Saturday, October 26, 2013

Pimping a book: Wired for Story by Lisa Cron

Wired for Story: The Writer's Guide to Using Brain Science to Hook Readers from the Very First SentenceWired for Story: The Writer's Guide to Using Brain Science to Hook Readers from the Very First Sentence by Lisa Cron
My rating: 5 of 5 stars

Every writer should read this book. It has great insight into how the brain and the written word interface and the avenue is via story. Fantastic learning tool for writers of all ability levels.
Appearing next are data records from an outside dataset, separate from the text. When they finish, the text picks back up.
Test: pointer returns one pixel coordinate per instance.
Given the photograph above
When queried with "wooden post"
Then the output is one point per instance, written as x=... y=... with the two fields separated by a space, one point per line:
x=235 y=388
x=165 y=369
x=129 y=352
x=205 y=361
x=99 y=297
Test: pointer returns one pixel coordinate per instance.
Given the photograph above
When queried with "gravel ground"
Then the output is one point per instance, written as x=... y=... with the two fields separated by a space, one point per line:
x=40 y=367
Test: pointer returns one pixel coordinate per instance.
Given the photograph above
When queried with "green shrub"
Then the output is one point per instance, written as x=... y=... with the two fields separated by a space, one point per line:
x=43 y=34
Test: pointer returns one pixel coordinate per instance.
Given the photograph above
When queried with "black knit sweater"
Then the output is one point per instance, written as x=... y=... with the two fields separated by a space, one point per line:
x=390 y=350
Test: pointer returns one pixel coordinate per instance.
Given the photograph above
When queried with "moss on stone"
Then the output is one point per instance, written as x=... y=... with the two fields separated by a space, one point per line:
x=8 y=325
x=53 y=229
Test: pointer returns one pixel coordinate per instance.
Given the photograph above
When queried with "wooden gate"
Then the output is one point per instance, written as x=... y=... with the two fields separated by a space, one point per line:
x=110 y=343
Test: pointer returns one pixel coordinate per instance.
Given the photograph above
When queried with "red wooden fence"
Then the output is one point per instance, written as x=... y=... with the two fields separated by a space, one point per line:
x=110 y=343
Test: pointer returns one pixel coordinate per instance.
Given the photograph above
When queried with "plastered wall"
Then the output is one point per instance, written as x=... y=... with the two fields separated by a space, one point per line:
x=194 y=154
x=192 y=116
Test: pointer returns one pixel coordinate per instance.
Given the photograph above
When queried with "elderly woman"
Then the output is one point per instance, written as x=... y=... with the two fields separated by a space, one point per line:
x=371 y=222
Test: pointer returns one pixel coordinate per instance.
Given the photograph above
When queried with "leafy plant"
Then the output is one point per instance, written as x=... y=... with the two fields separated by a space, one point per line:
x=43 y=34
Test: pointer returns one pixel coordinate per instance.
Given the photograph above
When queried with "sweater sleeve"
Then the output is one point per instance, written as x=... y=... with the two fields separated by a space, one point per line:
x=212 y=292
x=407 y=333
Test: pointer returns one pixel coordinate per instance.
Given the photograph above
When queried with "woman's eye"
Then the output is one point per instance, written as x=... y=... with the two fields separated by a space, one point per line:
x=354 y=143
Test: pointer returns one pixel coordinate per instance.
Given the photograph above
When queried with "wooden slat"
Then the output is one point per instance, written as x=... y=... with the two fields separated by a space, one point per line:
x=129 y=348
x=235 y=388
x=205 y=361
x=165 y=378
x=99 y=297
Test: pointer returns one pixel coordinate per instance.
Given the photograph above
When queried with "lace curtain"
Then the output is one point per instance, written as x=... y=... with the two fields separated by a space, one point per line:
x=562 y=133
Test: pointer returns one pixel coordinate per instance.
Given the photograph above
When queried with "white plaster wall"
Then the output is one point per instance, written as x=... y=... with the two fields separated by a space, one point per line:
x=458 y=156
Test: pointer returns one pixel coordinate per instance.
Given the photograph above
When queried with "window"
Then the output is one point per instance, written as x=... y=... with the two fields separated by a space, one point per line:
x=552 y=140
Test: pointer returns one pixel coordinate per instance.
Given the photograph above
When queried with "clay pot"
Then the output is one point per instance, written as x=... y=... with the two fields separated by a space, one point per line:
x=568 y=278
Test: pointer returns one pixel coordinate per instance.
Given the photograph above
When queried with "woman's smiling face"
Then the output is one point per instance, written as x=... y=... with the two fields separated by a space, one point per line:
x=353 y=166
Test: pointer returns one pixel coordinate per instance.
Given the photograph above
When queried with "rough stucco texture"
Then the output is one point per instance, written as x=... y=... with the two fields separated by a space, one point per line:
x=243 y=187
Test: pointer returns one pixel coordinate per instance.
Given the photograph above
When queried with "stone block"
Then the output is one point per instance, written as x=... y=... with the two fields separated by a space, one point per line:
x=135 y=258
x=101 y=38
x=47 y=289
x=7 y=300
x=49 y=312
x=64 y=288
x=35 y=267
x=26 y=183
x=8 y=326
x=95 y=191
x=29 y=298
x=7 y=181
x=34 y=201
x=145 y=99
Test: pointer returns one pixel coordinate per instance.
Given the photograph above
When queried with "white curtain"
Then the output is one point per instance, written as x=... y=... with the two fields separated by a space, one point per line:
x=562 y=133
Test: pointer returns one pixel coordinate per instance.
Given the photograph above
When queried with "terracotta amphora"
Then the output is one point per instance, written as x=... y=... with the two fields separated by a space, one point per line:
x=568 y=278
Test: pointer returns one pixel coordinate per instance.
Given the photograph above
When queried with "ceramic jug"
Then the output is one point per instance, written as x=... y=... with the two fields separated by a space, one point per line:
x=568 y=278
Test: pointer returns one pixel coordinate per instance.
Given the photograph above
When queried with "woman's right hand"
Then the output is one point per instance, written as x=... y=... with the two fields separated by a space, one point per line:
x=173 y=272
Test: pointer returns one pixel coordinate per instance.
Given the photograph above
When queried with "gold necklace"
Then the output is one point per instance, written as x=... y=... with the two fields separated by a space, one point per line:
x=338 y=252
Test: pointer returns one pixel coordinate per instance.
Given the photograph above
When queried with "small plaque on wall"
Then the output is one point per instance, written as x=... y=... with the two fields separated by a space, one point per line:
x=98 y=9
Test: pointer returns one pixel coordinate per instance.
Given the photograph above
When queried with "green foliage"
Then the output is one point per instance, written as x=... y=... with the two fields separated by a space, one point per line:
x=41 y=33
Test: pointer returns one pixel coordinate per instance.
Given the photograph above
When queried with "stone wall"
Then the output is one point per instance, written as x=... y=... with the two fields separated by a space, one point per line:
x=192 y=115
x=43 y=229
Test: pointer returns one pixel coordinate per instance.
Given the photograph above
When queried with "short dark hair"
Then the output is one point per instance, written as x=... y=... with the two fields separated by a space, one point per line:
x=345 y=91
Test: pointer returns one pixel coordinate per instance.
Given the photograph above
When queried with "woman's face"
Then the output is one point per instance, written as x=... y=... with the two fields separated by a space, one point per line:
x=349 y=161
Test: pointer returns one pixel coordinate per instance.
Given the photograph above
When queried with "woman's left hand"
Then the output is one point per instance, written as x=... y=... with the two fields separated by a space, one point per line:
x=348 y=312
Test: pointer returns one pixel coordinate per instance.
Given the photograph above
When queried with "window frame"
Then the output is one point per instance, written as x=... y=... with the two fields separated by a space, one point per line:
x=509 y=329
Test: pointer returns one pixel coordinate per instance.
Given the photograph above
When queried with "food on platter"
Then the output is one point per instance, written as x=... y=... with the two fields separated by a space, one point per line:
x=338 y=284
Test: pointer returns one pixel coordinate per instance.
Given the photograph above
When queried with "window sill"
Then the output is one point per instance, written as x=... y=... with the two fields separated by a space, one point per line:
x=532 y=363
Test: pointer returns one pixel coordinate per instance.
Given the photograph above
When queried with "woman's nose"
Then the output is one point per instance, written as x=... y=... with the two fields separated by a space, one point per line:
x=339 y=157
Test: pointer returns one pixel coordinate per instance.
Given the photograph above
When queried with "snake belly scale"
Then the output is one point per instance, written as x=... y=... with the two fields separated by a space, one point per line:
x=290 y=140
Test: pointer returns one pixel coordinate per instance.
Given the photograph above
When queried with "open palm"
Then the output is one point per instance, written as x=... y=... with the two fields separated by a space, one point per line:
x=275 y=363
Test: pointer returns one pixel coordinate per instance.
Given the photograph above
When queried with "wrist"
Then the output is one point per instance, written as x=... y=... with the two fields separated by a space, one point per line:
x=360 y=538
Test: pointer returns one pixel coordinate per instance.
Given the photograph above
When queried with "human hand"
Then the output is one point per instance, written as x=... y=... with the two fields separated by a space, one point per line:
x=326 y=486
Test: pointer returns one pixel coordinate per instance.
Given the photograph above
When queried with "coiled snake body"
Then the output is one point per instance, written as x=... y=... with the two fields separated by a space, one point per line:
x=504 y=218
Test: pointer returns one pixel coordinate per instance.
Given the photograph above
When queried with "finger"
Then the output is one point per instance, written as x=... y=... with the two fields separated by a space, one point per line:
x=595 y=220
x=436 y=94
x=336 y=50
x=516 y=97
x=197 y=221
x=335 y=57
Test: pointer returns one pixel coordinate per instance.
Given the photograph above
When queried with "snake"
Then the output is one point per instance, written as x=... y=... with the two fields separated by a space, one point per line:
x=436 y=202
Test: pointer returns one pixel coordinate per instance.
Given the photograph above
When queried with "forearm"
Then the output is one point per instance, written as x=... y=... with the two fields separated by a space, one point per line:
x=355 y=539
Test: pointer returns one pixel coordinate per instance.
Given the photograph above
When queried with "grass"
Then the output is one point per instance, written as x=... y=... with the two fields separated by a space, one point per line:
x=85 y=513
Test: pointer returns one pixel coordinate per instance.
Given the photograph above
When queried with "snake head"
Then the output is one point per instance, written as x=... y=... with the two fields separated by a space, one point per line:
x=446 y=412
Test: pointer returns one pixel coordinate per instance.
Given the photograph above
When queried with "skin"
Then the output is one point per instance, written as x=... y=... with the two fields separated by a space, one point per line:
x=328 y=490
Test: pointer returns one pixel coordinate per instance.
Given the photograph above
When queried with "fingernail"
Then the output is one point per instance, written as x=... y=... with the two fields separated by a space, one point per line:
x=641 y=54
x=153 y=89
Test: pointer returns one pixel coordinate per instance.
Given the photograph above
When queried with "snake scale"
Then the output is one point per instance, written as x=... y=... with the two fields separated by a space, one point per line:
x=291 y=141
I was turned on to Wired for Story through an interview Chuck Wendig did with Lisa Cron in July 2012 for his blog Terribleminds. She gave us her views on developing story. Lisa has a very fresh take on the importance of STORY and how it relates to the human brain. She is a producer for Showtime and Court TV, a writer, and also teaches a writing course at UCLA, but spent the last ten years researching the connection between neuroscience and how the brain relates to stories. It’s quite fascinating and illuminating, allowing us to learn techniques that will make our story click with the reader. They can’t help themselves, the brain is hard wired for receiving stories and if we can strike the right chord it will resonate within the readers mind.

On Lisa's blog she touched on why books that get panned by critiques can still sell at amazing rates. It answers the question as to why books like 50 Shades of Gray can sell millions of books. I remember picking up The Hunger Games, because my wife and daughter love it, and reading the first couple of pages and saying to myself, the prose just aren’t all that, but next thing I knew I was 100 pages in and couldn’t put it down. Stephanie Myers' Twilight books have been criticized for not having elaborate prose also, but the one thing all of these books have in common is they tell a great story and in a way that touches those chords in the mind.

Saturday, October 5, 2013

Reflections on my first Writer's Convention

I just got back from my first convention for writers. It was Context 26 in Worthington, OH, just north of Columbus. The Con is supposed to be focused on science fiction writing, but there was just as much fantasy content, which was fine. It's a relatively small Con, but they have a reputation for getting some fairly renowned authors and artists to attend. This year it was Jack McDevitt, Mike Resnick, Elizabeth Bear and Scott Lynch. All novelists that I'd at least heard of, if not read. I'm actually a huge fan of Scott Lynch, and he was funny and warm.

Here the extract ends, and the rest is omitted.